È probabile che qualche volta siate stati tentati di appropriarvi delle esperienze degli altri e raccontarle come se fossero vostre. Normalmente questo accade nel contesto di un gruppo di conoscenti o amici. Quando le persone intorno a noi raccontano delle storie affascinanti da farci provare invidia, ci appropriamo di queste storie per non essere da meno e le raccontiamo come fossero le nostre.
Un curioso studio condotto presso la Southern Methodist University, ha indagato perché le persone rubano i ricordi di altri e ha scoperto che si tratta di un fenomeno molto più comune di quanto pensiamo.
Questi psicologi hanno coinvolto 447 giovani e più della metà di questi hanno riconosciuto che, qualche volta, si erano appropriati delle storie di altre persone e le avevano raccontate come se fossero loro. Inoltre, la maggior parte lo aveva fatto più di una volta. La percentuale saliva addirittura oltre il 60% se si tiene conto delle persone che avevano preso in prestito alcuni dettagli per adornare le loro esperienze e renderle più interessanti.
Perché ci appropriamo dei ricordi altrui?
Stranamente, la ragione più comune per cui le persone rubano le esperienze degli altri, è perché vogliono far parte del loro passato e condividerne l’identità. Cioè, si identificano a tal punto con quella persona, che arrivano a considerare alcune delle esperienze vissute da questa come proprie.
Infatti, è probabile che dopo aver raccontato una storia come propria, dimentichiamo la fonte originale e il ricordo entra a far parte della nostra identità e noi ci convinciamo che ci appartiene realmente. A conferma di questa teoria vi è il fatto che circa il 30% degli intervistati ha riconosciuto che solo dopo aver raccontato la storia, si rese conto che questa non era sua.
In alcuni casi, la confusione è così grande che alcuni hanno discusso con l’altra persona per determinare la “proprietà” della storia. Questo indica che non si ricorda realmente chi aveva vissuto quell’esperienza. È interessante notare che questo studio ha anche riscontrato il fatto che gli uomini sono più propensi a rubare storie e dettagli delle stesse, e discuterne l’origine. Sembra che le donne restino più fedeli ai loro ricordi.
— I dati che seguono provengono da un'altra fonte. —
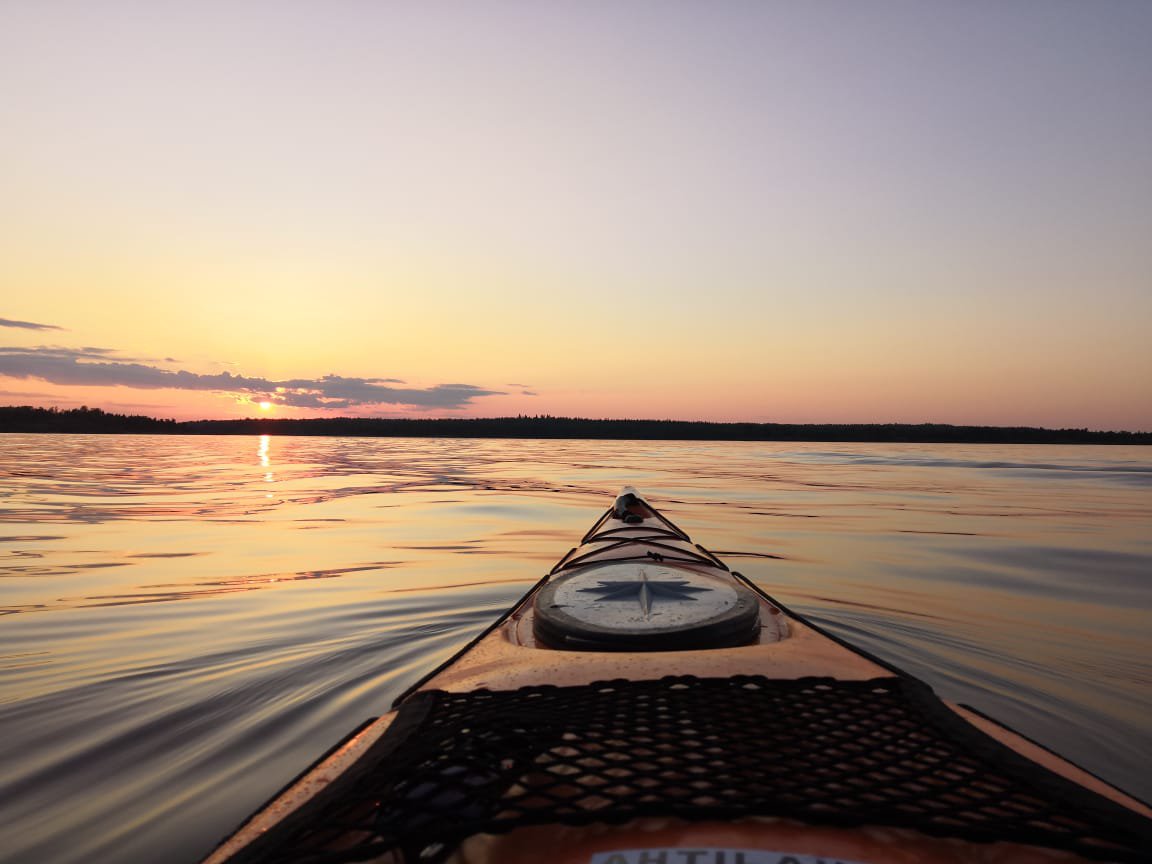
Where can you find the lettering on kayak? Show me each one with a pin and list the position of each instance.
(710, 855)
Altre ricerche condotte presso l’Università dell’Arkansas ha rivelato che in effetti, a volte, i falsi ricordi possono essere accompagnati da esperienze particolarmente vivide che impediscono di distinguere tra fatti reali e fatti che non abbiamo mai vissuto.
Infatti, un esperimento particolarmente interessante ci mostra quanto inaffidabile può arrivare ad essere il processo di memoria autobiografica. In questa occasione, gli psicologi della Western Washington University, hanno mostrato un video a due persone, alcune parti del video le videro entrambi mentre altre parti no.
In seguito i due avrebbero dovuto condividere le informazioni che avevano visto separatamente e dare un senso generale alla storia. Alla fine, ognuno doveva riferire quali informazioni aveva visto e quali gli fossero state trasmesse dall’altro. Così è stato possibile rilevare che abbiamo grandi difficoltà a separare i ricordi che abbiamo vissuto in prima persona da quelli che ci raccontano gli altri, soprattutto quando abbiamo una base comune.
Non è solo una questione di pessima memoria …
Naturalmente, il fatto che alcune persone facciano proprie le storie degli altri non è dovuto solo alla scarsa memoria. Molti intervistati hanno anche riconosciuto di avere rubato i ricordi di altri semplicemente perché volevano dare maggiore impatto alla storia che stavano raccontando, perché gli risultava più conveniente nella situazione in cui si trovavano o perché migliorava la loro posizione all’interno del gruppo.
Fonti:
Brown, A. S. et. Al. (2015) Borrowing Personal Memories. Applied Cognitive Psychology; 29(3): 471-477.
Hyman, I. E. et. Al. (2014) Collaboration inflation: Egocentric source monitoring errors following collaborative remembering. Journal of Applied Research in Memory and Cognition; 3(4): 293–299.
Lampinen, J. M. et. Al. (2005) Compelling untruths: content borrowing and vivid false memories. Journal of Experimental Psychology: Learning Memory and Cognition; 31(5):954-963.